Many such memoirs dwell on the hardships of growing up in austere times, the Cultural Revolution seemingly the literary catch-all for recent mainland suffering, and, like sex, drugs and rock and roll (see Zhou Weihui's Shanghai Baby, Mian Mian's Candy) misery sells. Autobiographical works with grim subtitles sell well and a 'banned in China' label also helps.

Xiaomei Martell's Lion's Head, Four Happiness contains no loveless copulating. There is not a hint of sedition and personal suffering is downplayed in favour of fond memories. Though the words Cultural Revolution are used on the book's cover to suggest political upheaval, Red Guards - mentioned in passing in recognition of the chaotic times - were largely avoided by Martell and her family. Severely lacking in crises, therefore, Martell's is the slow if charming recollection of an unremarkable childhood, much of which seems to have been spent eating or preparing to eat.

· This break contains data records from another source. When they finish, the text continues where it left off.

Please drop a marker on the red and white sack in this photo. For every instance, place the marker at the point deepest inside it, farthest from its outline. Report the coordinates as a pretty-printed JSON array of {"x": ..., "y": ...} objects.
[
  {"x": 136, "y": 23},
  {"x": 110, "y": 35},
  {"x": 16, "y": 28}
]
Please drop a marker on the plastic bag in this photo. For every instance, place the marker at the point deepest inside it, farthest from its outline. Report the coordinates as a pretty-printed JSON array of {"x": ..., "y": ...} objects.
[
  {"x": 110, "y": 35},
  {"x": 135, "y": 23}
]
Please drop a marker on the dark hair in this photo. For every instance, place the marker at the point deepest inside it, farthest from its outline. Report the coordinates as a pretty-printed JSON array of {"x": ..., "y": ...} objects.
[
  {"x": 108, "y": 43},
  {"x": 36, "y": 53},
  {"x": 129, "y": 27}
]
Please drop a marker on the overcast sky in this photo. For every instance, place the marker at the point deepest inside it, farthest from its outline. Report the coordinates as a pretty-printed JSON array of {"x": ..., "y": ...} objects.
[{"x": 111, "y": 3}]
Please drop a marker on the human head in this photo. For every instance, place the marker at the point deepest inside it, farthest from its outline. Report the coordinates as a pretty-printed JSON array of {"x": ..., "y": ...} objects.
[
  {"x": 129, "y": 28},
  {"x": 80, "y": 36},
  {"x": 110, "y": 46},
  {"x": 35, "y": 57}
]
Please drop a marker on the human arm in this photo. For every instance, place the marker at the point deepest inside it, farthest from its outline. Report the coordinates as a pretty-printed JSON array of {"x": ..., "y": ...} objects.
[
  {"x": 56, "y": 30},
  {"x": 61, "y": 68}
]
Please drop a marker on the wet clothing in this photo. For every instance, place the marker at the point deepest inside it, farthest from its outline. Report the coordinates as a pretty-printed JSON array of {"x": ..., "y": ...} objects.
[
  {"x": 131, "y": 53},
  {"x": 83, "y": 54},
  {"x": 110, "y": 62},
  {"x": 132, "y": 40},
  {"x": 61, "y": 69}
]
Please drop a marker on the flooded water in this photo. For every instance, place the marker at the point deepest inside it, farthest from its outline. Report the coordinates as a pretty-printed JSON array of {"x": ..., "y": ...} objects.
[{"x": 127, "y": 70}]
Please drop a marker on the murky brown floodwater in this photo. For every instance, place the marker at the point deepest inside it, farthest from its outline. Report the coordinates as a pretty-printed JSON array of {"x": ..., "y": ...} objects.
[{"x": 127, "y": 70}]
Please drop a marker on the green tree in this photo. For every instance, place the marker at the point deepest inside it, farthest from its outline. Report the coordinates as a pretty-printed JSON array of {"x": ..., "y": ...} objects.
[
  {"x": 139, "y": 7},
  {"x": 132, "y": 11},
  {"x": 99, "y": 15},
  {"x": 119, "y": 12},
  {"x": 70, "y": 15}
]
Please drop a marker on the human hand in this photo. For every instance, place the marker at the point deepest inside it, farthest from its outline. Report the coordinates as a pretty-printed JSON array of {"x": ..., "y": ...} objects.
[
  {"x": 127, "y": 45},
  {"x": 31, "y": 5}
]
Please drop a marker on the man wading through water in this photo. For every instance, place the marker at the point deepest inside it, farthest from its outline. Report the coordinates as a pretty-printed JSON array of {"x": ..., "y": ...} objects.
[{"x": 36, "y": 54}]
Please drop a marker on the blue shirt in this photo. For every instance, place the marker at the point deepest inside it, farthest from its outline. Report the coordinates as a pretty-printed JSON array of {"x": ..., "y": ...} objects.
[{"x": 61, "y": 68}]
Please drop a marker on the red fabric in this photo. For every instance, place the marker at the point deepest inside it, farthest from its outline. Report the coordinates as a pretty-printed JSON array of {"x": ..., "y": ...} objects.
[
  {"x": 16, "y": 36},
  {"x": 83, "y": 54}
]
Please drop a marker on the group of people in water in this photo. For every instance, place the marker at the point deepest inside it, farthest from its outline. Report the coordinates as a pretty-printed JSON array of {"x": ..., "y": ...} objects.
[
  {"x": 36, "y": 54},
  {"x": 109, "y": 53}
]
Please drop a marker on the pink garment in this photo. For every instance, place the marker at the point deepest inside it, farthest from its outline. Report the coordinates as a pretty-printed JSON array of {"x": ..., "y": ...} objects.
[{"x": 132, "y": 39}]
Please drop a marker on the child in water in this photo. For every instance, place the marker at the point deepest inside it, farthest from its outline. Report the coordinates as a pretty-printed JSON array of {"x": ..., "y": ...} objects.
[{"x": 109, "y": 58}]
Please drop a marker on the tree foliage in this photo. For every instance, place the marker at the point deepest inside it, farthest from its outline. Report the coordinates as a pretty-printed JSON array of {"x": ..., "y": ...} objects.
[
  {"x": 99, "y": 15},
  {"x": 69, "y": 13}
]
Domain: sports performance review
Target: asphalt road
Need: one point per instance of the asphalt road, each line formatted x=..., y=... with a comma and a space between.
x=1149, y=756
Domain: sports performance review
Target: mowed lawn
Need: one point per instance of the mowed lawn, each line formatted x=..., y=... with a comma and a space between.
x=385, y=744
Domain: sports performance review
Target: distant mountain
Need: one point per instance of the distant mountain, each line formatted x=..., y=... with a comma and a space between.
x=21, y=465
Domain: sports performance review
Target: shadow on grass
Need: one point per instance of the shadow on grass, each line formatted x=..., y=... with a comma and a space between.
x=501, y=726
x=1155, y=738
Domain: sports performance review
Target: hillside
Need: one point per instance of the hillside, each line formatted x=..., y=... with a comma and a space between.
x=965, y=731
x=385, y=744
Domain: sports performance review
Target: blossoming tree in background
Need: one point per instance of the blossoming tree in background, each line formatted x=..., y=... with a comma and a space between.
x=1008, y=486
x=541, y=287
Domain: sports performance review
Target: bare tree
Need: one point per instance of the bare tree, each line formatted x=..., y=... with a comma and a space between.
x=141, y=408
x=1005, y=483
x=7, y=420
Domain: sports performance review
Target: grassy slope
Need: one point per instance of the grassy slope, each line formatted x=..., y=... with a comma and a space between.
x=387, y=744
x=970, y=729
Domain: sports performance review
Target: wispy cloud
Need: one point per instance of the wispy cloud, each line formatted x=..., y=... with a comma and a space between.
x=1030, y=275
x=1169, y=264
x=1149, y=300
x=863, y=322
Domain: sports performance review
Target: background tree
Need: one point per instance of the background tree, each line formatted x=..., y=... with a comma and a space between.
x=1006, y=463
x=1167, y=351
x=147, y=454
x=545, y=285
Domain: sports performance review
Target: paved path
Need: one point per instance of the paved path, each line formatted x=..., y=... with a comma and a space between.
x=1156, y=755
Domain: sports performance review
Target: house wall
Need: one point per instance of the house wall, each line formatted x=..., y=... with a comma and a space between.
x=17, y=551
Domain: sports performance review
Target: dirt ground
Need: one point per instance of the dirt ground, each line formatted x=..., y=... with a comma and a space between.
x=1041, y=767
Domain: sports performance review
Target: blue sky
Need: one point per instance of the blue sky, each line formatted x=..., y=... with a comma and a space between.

Martell was born in the Inner Mongolian capital Hohhot in 1964, the year that the mainland first successfully tested a nuclear device. Arriving 10 years earlier, fellow writer Fan Shen, in his Gang of One: Memoirs of a Red Guard, recounts his complicity in political activities that led to deaths during the Cultural Revolution. Lijia Zhang, also born in 1964 and author of Socialism is Great! A Worker's Memoir of the New China, recalls frustrating teenage years labouring in a Nanjing missile factory producing weapons capable of reaching the US. Both memoirs convey the other-worldly feeling of life during momentous times in recent mainland history.

Lion's Head has no such hook, and to differentiate her tale from the rest Martell has turned to food, detailing the ingredients and tastes of dishes that came her way from her birth to the book's conclusion, when she graduates from university in Beijing. When held up to Fan's and Zhang's more extreme experiences, Martell's anecdotes about chopping vegetables or of Uncle Deng's 'unbeatable' lion's head meatballs of the book's title might struggle with an audience jaded by thrill-packed mainland memoirs.

Yet Lion's Head is a gentle and nostalgic reminiscence liberally seasoned with quirky cultural asides: phoenix feet (chicken feet) are said to cure wrinkles, and walnuts are believed to nourish the brain. Gastronomes will undoubtedly savour Martell's recipe. Those preferring political drama to pan-fried jiaozi might plump for something more substantial.